Libya’s sovereign wealth fund, the Libyan Investment Authority, opened its London court case against US-based Goldman Sachs on 13 June.

The LIA is aiming to recover $1.2bn lost in nine disputed trades in 2008, on which Goldman Sachs made a $200m profit.

It claims that the trades were made under “undue influence” from Goldman Sachs, and that the complex structured derivatives were unsuitable for an unsophisticated investor such as the LIA.

“The claims are without merit and we will continue to defend them vigorously,” responded Goldman Sachs, which denies all wrongdoing. It argues that the LIA’s losses were due to the 2008 global financial crisis.

The LIA was set up in 2006 to manage and invest Libya’s oil wealth.

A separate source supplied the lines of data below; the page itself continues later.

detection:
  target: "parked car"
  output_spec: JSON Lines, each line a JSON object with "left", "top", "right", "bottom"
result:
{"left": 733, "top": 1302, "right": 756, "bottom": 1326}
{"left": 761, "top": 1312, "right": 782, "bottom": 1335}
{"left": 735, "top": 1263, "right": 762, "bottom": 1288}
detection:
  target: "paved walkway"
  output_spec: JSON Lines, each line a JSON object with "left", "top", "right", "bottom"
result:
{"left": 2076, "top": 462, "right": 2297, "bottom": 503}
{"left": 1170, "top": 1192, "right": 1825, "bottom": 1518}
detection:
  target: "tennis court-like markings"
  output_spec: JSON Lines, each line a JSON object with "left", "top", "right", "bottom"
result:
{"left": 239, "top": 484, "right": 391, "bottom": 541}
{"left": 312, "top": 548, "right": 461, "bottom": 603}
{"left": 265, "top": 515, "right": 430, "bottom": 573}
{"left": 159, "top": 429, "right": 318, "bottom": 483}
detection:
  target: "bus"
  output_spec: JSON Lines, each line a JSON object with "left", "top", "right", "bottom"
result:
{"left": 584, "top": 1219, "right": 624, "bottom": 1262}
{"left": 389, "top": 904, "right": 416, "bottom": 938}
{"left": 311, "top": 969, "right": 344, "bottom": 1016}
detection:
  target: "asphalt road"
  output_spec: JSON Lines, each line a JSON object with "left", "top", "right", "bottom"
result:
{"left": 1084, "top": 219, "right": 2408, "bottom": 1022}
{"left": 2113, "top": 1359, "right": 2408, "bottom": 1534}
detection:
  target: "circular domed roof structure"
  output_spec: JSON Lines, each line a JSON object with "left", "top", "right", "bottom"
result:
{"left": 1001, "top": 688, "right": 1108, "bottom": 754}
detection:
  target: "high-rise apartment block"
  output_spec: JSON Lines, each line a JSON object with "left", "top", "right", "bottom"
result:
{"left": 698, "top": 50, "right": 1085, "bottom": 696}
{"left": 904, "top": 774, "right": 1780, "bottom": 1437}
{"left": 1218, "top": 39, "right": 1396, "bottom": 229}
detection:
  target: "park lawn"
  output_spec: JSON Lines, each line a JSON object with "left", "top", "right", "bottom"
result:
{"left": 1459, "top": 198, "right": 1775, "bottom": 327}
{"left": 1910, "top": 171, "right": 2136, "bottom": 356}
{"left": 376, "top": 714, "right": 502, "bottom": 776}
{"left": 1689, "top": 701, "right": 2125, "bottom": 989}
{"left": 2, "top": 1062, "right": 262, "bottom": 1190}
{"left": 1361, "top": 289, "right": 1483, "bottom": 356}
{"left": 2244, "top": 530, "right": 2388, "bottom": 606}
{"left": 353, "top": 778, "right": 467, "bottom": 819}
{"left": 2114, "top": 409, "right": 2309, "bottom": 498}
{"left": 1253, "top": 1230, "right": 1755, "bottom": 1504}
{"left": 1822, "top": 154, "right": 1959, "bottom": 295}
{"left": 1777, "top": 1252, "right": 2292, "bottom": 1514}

The LIA also claims that Goldman Sachs acted improperly by offering a paid internship to the brother of Mustafa Zarti, a senior official at the fund. One Goldman Sachs employee took him on holidays to Morocco and Dubai, including paying for prostitutes, the LIA alleges.

The LIA is also pursuing France’s Societe Generale in a similar case worth $2.1bn.

It is also subject to a leadership dispute between Hassan Bouhadi and AbdulMagid Breish. The latter was removed under a law preventing Gaddafi regime figures from holding government posts, but disputes this.